Williams turning raw skill into prime talent

By Ed McGranahan.

Mike Williams had big dreams growing up in tiny Vance, a sliver of Orangeburg County between I-95 and Lake Marion.

Basketball was his passion, football was a pastime. When he was introduced to new Lake Marion football coach Chris Carter, Williams was in the school gym during a pickup game. Carter was looking for players. Carter was told Williams might make a fair receiver if he’d devote as much time to football as he did basketball.

“Give football a try,” Carter recalled telling him. “You never know how good you can be.”

Five years later, Williams hasn’t reached his potential, but it has been intriguing to watch his ascent toward becoming one of the most dynamic receivers in Clemson history.

“I told the coaches once he gets to college and focuses on football, we’re going to be shocked by what we had here at Lake Marion,” Carter said. “He has unbelievable ability. People are just now starting to see Mike Williams.”

Roughly 6-foot-3 with long limbs and an affection for playing above defenses as if going for the rim, Williams has 30 receptions for 671 yards through the first seven games his sophomore season at Clemson. The numbers compare favorably to Sammy Watkins’ first seven games a year ago when he was a first round NFL draft pick.

Nearly two-thirds of Williams’ catches (19) this season have been for at least 20 yards, and his average 22.37 yards per catch leads the nation. This from a young man who wasn’t sure he wanted to play football in high school and nearly found himself benched last August after a lackluster preseason.

Not an instant hit with the junior varsity after Carter recruited him Williams spent the first couple of games on the bench. When he finally had an opportunity to play, the athleticism was breathtaking. Carter wanted to promote him to varsity after one game, but the jayvee coaches were reluctant.

“He wasn’t very fast and had a funny way of running, but he was making plays,” Carter said, so he asked after Williams’ second game. And again the jayvee staff resisted.
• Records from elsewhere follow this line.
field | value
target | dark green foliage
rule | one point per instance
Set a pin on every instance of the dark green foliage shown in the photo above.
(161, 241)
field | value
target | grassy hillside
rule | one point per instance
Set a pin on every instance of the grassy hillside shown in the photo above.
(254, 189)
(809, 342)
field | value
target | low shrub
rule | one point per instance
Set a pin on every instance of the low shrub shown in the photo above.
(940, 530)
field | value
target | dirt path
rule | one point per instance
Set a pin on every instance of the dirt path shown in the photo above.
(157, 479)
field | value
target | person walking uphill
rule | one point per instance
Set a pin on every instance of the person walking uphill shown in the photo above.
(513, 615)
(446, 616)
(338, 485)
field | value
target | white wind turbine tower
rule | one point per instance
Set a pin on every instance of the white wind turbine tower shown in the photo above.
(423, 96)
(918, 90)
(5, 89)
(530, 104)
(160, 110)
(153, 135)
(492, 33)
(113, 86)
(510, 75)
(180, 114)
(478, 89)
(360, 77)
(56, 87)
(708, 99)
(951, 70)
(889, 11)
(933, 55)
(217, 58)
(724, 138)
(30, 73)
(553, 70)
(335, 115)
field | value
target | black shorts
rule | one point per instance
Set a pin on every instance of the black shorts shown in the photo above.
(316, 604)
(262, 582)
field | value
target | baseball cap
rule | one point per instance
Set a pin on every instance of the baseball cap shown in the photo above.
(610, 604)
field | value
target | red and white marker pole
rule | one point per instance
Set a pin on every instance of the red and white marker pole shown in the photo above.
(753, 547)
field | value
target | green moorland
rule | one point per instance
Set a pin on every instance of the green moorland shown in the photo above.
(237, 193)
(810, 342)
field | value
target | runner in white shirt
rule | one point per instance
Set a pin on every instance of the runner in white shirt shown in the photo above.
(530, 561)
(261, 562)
In a game with Edisto the next week Williams caught a pass for the go-ahead touchdown. When Edisto returned the kickoff to retake the lead, Williams campaigned to go back on the field. Carter was amused. “I’m like, ‘You’ve got to be kidding. Put you back there? You’re not fast enough’

“He dang near broke nearly 10 tackles and gets the ball to the Edisto 20-yard line,” Carter said. “When he falls on the ground he fumbles the ball and they win.
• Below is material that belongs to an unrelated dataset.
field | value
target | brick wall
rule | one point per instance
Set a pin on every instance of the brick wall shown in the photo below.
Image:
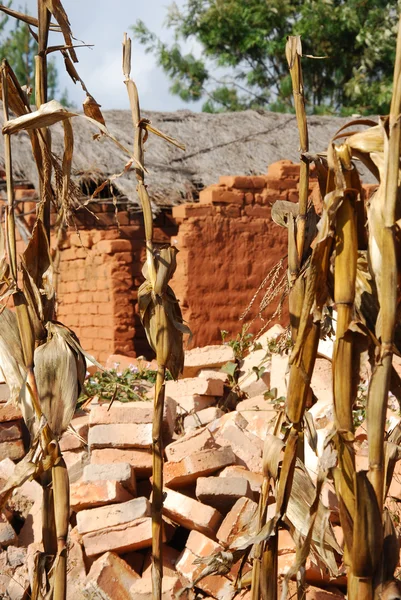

“After the game I go in the office and said, ‘Y’all don’t have to worry about me asking anymore. Mike Williams will play varsity from here on out,” Carter said. “First game he catches nine passes, 150 yards and three touchdowns and we win our first game. After that I said, ‘a star is born.’ ”

Still, there were stretches when Carter had his doubts about which route Williams might take. During the summer Carter couldn’t depend on Williams to join them for 7-on-7 competition, and initially he was reluctant to join them at college camps.
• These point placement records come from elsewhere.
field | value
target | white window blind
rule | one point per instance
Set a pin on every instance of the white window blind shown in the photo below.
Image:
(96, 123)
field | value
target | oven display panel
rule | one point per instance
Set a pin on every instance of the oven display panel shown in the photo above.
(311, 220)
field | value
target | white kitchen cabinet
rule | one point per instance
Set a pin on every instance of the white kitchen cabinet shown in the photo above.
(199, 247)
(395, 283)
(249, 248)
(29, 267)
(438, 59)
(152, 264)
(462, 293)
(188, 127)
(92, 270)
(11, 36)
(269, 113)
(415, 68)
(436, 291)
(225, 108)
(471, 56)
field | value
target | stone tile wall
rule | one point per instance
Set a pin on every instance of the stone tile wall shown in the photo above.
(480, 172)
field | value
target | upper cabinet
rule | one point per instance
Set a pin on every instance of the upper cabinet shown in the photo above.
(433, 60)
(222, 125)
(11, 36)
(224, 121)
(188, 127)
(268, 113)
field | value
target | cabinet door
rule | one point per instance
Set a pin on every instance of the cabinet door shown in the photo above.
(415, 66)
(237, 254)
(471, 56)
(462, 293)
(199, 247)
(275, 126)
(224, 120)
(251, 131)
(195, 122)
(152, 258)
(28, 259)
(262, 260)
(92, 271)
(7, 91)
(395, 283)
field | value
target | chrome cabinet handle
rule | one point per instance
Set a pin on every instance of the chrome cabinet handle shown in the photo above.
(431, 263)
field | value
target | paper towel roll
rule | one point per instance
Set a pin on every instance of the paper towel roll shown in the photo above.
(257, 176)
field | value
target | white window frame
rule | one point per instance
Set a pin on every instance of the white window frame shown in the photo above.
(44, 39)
As a junior he worked some at quarterback and tight end as well as receiver, and the football offers began to arrive. Scouts compared him to Alshon Jeffery and A.J. Green, a pair of long, athletic receivers from South Carolina who went on to productive college and NFL careers, but Williams continued to play basketball year round.

“I spent a lot of time trying to convince him,” Carter said, “Telling him, ‘you could really be good at this if you focus.’”

Questions about his focus followed Williams to Clemson. As a freshman, with Watkins and Martavis Bryant to challenge and inspire him, he had 20 catches for 316 and three touchdowns and the promise was seductive. Once they left for the NFL, he wandered and nearly lost his starting job during preseason practice.

A personable young man with a twinkle in his eyes and a wry grin, Williams suggested in August that maybe he wasn’t always as serious as he needed be.

“We were looking to put him on the bench or moving him,” said offensive coordinator Chad Morris. “He wasn’t playing with any confidence.”

A couple dropped passes at Georgia might have been a big setback, Morris said, hadn’t Williams the experience as a freshman. Williams said he began to draw on what he learned watching Watkins prepare and it began pay dividends quickly after Georgia.

“If you watch him in practice, it will make you mad. You’d get frustrated,” Carter said. “When the lights come on, he’s a different player.”

“I can’t tell you how many games with a few seconds to play, I’d call a timeout and say, ‘what are we going to do?’ The guys would say, ‘throw it to Mike.’”

Far from a finished product, Morris said Williams has become not only a big-play downfield target but one of the more dependable receivers because of his ability to shed coverage or go above it.

“It’s changed. I’m trying to handle my business, learning to focus,” he said. “Learning how to practice, taking notes from when Sammy was here.

“I’m just trying to be great,” he said. “But it takes a whole lot of work.”

Ironically he provably wasn’t two feet off the ground for his most dramatic catch this season, a Superman dive for a 31-yard touchdown pass from Deshaun Watson against N.C. State on Williams’ 20th birthday.

“What he’s meant to us right now is definitely provided some consistency and the ability to get open,” Morris said. “He’s a guy that’s really worked hard to get to where he is today.”